Show Their Tweets - A Power App using Face API to show tweets based on photo taken

Ignite - The World Tour. London. January 2020. Microsoft brings along some of its biggest names in the Power Apps world to the Excel Centre.

In the morning, Dona Sarkar, principal advocate for the Power Platform promises a brand new Power Platy sticker for anyone who shows a Power App to her or Brian Dang aka 8bitclassroom. I'm a sucker for a sticker so showed my kitchen calendar app and now my Surface has a little less space. It didn't stop there though.

The Ignite Tour is great as it helps those of us who struggle to afford the trip over to the US and shares some of the best of the sessions. I was a little disappointed with the range of talks this year but there was a heavy sway towards AI and also Power Platform. As I had breakfast on day 2, I was hatching a plan. Could I write an app in a day that combined the best of both? The answer turned out to be not quite - a combination of too much chatting to the community (always worthwhile) and wobbly wifi for most of the day meant that I had to finish it off this morning but I think the end result was worth it.

Share Their Tweets

The main aim of the app was to integrate the Face API and possibly some other Cognitive Services. The rest of it slowly evolved from there. As I was among many MVPs and other knowledgeable people who share much of their learnings on Twitter, I thought that it might be good to introduce some of that. So how does it work?
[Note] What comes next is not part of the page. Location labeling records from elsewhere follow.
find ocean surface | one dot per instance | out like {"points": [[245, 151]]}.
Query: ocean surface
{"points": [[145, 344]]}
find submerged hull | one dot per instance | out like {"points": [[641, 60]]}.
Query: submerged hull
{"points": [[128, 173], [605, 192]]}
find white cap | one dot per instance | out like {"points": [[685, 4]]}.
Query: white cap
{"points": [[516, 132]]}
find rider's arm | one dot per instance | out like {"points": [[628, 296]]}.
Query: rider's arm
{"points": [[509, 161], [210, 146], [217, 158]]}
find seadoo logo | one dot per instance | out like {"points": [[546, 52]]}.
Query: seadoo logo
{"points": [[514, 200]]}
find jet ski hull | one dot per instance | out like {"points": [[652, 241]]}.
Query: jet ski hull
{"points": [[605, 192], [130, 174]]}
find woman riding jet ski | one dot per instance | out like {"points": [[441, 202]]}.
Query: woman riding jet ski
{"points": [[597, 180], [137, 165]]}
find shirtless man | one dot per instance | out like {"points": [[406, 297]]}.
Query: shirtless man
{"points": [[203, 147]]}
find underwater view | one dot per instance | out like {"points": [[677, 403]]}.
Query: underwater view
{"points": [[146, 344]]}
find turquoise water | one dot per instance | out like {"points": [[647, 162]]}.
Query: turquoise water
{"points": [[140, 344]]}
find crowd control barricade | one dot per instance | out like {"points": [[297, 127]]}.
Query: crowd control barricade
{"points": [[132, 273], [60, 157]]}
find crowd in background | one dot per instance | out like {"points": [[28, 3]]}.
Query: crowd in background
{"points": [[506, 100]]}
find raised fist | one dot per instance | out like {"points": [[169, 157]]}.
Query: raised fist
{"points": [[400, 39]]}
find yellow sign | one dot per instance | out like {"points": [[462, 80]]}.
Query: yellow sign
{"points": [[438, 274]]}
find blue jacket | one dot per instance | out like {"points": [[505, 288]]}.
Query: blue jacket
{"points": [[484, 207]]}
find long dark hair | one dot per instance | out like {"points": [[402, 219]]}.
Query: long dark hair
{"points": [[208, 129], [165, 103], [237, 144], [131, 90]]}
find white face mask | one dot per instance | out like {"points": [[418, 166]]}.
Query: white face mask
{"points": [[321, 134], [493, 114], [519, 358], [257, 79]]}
The home page lets the user take a photo and it will try and recognise a face in that photo (just the one at the moment). If they are in the list, then it will show a list of their tweets with the option to show any that they are mentioned in. Then if you click on two of the icons along the top, the app will now extract either a set of key phrases from the last thirty tweets or the entities used by running them through the Text Analytics Cognitive Service.

Homepage Tweets Entities

The rest of the app is about setting up the people who can be searched for. From the homepage, you can click on the people icon to see a list of people. There you can also add another person by taking their photo, adding their name and Twitter handle. The app also allows you to add additional photos to help train the face list for a person further.

People Add Person Add Person Face

Want to see a live demo?

So how does it actually work?

In a simple summary, the app stores a list of people in a SharePoint list, the photos are uploaded to Azure Blob Storage and a Power Automate Flow is used to process the photos using Azure Cognitive Services. It would be great not to need the Blob Storage as that pushes the need up to the more expensive tier but the Face API Connector requires a public facing URL holding the image to be processed - strangely, the Face API itself can be called with a streamed image but that capability is not available in the Connector.
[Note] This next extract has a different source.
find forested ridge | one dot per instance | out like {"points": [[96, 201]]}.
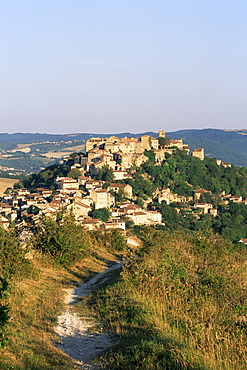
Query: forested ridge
{"points": [[180, 300]]}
The Face API requires a Person Group to hold a list of people that can be matched against. An image can be processed to detect faces that are then added to a Person Group Person. Each of those Persons can then have a face compared with them to identify the likelihood that the face matches one of those. This is a little complex at times and using the Face API documentation to test the different calls can really help. This is especially true during testing as the Power Apps and Flow connectors don't allow you to delete a Person Group or Person.

What's next?

There are still areas that need improving. Most notably, there is little error handling and support for things like the photo not detecting a face or the API calls failing for whatever reason. The list of people should also set up checks against the Person Group Persons to ensure that they exist and how many trained faces have been set.

It would also be interesting to try and pull out photos of someone from their Twitter handle so it could learn from Twitter rather than live photos. It would need a mechanism to pick whether the person was in the photo but that is possible. A little more work will be needed to check the media URLs held for the tweet which is why it hasn't happened yet.

This post has been kept as a high level overview but I will spend a bit of time to run through some of the details such as how to upload a photo as a blob, how to call detect face on that and how to link it to a Flow in later posts.